The Fourth Circuit Holds Copying from Image-Sharing Website Not Fair Use

Thursday, May 9, 2019

The Court of Appeal for the Fourth Circuit provided a reminder of the potential dangers of downloading photographs and other images from image-sharing websites in Brammer v. Violent Hues Prods., LLC, --- F.3d ---, 2019 WL 1867833, 18-1763 (4th Cir. Apr. 26, 2019).  Mr.
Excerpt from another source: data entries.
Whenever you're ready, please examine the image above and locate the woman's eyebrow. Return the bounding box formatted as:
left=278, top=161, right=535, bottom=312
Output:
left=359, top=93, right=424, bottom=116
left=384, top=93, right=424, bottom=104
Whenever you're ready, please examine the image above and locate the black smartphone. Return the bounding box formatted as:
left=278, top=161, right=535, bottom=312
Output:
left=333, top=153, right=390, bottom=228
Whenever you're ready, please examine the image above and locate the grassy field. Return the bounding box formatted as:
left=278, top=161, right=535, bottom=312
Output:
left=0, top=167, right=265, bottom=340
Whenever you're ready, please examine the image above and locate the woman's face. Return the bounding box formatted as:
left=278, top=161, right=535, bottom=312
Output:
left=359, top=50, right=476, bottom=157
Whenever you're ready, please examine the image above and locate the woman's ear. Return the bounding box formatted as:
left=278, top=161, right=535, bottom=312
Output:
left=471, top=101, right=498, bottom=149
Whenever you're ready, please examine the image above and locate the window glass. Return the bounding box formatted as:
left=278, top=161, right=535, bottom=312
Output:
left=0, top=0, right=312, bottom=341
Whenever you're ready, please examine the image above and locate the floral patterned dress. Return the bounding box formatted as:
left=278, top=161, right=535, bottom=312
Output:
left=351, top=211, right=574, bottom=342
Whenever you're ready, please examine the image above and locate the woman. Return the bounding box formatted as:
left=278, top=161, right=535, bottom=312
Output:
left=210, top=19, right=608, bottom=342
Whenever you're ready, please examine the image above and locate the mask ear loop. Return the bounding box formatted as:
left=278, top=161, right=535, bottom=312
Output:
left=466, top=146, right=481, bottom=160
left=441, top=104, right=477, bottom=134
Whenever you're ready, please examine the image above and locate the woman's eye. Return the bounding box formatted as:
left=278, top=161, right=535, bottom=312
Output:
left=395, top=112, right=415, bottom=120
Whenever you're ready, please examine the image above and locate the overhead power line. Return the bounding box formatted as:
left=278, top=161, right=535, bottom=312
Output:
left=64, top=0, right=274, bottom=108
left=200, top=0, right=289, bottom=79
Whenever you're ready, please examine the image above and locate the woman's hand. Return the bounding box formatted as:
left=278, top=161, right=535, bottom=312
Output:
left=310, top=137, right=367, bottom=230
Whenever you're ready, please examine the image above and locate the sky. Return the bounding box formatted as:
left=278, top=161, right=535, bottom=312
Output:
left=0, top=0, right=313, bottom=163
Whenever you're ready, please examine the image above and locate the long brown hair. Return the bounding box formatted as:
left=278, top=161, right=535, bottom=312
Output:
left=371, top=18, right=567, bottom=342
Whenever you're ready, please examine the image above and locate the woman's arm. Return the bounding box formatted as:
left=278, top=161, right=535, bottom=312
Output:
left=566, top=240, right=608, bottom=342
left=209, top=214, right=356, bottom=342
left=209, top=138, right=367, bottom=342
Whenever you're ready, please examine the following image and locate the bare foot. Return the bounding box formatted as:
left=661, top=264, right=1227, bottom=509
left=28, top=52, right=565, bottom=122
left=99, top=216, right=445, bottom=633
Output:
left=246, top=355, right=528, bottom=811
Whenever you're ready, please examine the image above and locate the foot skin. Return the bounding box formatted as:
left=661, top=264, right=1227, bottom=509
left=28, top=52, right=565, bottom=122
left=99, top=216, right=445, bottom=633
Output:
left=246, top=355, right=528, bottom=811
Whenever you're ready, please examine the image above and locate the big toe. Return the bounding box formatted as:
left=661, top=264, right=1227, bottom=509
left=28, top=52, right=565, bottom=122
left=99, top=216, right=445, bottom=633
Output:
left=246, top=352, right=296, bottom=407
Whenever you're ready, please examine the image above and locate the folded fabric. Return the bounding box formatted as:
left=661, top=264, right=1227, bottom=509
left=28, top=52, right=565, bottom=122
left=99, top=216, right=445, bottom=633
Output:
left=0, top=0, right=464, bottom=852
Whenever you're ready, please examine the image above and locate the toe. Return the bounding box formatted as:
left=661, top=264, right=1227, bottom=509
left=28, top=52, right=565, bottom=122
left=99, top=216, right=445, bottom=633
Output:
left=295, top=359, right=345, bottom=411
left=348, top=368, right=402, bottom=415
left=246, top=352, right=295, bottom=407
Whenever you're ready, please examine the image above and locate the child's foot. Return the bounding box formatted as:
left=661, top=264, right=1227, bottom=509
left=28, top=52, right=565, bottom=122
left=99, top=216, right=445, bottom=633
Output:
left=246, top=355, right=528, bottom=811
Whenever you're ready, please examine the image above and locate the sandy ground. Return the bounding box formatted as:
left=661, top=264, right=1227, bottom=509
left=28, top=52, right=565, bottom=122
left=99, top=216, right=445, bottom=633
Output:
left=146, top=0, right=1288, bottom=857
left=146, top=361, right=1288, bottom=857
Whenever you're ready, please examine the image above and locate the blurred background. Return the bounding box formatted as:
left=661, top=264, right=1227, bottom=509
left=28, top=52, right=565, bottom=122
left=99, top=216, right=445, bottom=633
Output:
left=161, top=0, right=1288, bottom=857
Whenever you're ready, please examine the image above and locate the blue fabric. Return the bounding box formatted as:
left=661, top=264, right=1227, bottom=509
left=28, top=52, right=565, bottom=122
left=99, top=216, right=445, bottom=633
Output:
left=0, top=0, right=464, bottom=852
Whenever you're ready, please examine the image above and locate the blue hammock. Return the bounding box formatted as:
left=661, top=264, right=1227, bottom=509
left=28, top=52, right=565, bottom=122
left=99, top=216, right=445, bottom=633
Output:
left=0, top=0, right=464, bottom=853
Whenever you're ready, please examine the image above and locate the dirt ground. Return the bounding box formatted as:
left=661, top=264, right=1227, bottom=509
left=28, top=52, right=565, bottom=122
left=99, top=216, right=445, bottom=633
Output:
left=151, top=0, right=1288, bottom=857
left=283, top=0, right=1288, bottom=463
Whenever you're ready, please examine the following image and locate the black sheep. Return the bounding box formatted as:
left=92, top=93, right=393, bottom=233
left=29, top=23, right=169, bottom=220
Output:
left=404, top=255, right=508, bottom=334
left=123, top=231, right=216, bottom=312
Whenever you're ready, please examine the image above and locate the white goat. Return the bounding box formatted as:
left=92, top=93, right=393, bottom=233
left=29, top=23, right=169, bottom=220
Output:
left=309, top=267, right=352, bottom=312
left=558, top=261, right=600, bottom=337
Brammer, a commercial photographer, brought a copyright infringement action after learning that one of his photographs depicting the Adams Morgan neighborhood of Washington, D.C. at night had been used without permission by the defendant, Violent Hues Productions, LLC., a film production company.  The owner of Violent Hues downloaded the photograph (even though the photograph was accompanied by the notice “© All rights reserved”) and posted it online on a webpage belonging to Violent Hues highlighting tourism attractions around the Washington, D.C. area.  The district court granted Violent Hues’ motion for summary judgment based on the “fair use” defense, which allows unlicensed use of copyrighted materials “to build freely upon the ideas and information conveyed by a work.”  The four elements to be considered when assessing the fair use defense are set forth in 17 U.S.C. § 107.  One of the elements is the purpose and character of the use, including whether such use is of a commercial nature or is for nonprofit educational purposes, and another is the amount and substantiality of the portion used in relation to the copyrighted work as a whole.  The Fourth Circuit reversed the district court, finding that Violent Hues’s use of a substantial portion (i.e., “roughly half”) of the photograph to indirectly promote a for-profit film festival was of a commercial nature and that the fair use defense did not apply.  The case  makes clear that a commercial motivation will likely result in the defense not being applicable.